Women who have several children, who breast-feed their infants, or who use birth-control pills are at less of a risk. This may be because these women ovulate less frequently.
Annual pelvic examinations help detect ovarian cancer early.
See Cancer for further information about some of the conventional treatment options below.
Surgery is usually the treatment given for ovarian cancer. Normally, the two ovaries and the other reproductive organs are removed. If the woman is young and has only a small tumour in one ovary, she may have just the diseased ovary removed. The second can be removed later to prevent recurrence.
In many patients, cancer remains after surgery. Most patients receive chemotherapy then, which can prolong survival and may result in cure. Once remission occurs, follow-up examinations are essential.
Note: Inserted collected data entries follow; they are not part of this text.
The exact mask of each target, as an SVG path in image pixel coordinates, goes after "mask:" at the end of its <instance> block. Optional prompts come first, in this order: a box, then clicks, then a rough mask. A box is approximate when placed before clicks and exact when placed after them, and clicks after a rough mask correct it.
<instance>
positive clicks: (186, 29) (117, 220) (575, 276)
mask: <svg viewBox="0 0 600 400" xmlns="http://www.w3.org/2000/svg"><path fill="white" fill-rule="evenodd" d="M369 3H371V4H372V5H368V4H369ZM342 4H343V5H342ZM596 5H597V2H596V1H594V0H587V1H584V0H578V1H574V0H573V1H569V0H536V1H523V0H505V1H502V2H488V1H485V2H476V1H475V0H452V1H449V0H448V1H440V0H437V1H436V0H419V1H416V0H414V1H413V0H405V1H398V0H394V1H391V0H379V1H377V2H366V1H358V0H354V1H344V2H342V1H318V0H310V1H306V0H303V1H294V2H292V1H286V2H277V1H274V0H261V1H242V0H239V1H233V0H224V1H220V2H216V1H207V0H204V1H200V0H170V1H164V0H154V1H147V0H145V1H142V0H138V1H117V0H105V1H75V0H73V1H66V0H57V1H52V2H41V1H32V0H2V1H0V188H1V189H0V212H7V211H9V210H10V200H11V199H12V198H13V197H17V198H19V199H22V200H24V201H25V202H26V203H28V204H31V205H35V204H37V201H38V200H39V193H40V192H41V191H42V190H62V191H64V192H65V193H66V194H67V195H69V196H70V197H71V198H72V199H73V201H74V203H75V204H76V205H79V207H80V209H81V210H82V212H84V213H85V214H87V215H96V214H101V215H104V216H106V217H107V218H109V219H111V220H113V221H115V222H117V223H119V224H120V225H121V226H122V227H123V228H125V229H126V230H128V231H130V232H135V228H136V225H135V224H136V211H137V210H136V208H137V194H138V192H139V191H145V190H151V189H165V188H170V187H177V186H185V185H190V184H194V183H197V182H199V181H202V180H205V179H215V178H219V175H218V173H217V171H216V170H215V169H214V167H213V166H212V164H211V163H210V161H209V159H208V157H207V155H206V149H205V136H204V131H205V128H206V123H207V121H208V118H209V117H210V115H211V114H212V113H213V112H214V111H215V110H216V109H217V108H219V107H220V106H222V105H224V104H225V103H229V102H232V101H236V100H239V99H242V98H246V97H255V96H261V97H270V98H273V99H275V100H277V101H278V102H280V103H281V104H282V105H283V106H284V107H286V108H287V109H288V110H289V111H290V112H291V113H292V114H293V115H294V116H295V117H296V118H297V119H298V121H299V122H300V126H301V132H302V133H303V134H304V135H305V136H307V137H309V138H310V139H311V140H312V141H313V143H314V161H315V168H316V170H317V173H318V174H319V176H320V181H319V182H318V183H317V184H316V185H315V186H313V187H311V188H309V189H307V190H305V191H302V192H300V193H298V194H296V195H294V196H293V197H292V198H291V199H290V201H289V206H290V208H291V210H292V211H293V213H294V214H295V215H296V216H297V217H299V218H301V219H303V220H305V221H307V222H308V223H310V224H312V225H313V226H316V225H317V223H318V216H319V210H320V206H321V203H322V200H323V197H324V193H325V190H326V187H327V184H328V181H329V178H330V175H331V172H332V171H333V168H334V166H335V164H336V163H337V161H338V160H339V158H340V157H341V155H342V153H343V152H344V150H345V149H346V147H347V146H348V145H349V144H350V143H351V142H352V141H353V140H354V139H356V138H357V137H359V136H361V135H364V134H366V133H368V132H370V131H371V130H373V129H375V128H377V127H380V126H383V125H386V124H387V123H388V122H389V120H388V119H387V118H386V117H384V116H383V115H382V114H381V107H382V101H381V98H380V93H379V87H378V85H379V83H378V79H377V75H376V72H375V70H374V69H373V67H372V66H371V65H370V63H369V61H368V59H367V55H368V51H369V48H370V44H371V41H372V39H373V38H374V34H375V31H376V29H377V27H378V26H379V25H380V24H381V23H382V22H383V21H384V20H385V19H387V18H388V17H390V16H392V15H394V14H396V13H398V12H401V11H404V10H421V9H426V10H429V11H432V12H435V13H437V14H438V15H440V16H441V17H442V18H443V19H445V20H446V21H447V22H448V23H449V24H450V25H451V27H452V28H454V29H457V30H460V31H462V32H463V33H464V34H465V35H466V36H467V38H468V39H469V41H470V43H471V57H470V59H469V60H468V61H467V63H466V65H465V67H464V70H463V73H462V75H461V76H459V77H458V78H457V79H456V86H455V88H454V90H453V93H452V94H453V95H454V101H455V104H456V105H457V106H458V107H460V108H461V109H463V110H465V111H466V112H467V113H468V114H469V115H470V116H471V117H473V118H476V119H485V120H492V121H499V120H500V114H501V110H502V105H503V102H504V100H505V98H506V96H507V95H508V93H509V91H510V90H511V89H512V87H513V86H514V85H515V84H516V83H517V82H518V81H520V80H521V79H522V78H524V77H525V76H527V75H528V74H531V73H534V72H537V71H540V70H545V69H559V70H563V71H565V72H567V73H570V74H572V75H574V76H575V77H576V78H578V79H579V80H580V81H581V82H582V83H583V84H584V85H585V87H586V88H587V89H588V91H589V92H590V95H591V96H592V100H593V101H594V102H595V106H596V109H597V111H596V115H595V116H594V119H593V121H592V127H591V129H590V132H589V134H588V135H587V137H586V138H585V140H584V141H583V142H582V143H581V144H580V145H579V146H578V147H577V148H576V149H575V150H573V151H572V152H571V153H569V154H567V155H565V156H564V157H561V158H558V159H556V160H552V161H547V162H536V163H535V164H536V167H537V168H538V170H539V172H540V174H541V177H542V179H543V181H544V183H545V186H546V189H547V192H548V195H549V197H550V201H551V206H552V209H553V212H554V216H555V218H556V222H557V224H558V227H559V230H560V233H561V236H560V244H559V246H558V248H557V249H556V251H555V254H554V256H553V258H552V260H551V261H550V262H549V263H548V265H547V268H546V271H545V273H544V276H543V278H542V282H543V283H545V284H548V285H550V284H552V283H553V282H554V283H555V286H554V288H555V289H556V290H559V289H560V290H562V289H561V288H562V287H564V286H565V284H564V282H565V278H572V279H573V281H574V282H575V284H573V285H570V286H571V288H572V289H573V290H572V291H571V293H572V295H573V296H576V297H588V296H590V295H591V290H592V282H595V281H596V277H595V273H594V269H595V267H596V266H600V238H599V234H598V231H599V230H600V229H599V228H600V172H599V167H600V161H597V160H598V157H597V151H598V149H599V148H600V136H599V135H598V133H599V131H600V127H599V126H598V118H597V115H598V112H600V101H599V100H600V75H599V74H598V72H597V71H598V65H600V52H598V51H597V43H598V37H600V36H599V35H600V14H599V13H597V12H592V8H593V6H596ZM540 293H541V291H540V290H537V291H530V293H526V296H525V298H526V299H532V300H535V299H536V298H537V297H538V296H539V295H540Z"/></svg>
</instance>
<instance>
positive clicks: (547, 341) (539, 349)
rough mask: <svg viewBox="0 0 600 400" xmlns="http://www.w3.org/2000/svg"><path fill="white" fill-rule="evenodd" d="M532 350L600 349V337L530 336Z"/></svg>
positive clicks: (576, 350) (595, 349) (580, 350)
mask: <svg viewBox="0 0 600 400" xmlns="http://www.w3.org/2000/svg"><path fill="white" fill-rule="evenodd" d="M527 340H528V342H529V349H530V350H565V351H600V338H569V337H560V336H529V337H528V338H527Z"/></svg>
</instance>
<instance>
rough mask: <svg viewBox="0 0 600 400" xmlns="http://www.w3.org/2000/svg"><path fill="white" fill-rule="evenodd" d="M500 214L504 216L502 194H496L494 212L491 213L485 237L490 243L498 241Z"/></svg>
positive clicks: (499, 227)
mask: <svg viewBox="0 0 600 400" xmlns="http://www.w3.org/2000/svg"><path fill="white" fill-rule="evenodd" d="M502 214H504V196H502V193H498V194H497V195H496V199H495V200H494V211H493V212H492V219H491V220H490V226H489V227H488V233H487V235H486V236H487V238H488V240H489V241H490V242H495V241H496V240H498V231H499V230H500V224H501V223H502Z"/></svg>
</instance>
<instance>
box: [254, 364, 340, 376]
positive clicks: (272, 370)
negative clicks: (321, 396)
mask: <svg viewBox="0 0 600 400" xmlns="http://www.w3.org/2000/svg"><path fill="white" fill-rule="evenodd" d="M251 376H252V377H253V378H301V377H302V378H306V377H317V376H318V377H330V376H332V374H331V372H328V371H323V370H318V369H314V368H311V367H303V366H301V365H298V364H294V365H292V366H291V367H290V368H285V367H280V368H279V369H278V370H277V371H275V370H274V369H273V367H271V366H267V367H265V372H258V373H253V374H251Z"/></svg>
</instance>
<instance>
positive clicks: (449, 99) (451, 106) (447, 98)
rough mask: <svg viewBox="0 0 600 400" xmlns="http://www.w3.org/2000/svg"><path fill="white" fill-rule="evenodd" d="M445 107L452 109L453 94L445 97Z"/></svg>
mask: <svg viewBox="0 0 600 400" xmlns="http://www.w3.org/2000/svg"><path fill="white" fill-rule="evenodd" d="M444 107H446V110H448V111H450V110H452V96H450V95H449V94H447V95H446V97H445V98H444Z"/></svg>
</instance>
Creating a healthy immune system is vitally important for all people with cancer. Get plenty of regular exercise, enough sleep, and essential vitamins and minerals by eating fresh fruits and vegetables. Cut down on dairy products, meats, and other high-fat foods.
Various herbs with demonstrated immune-enhancing properties may complement standard treatment, but check with your doctor before using them.
Antioxidants have been touted as a possible prevention aid for cancer.
If you are in the high-risk category for ovarian cancer, ask your doctor about current recommendations for routine blood screening. For women at extremely high risk, a doctor may recommend having the ovaries removed to prevent the diseases.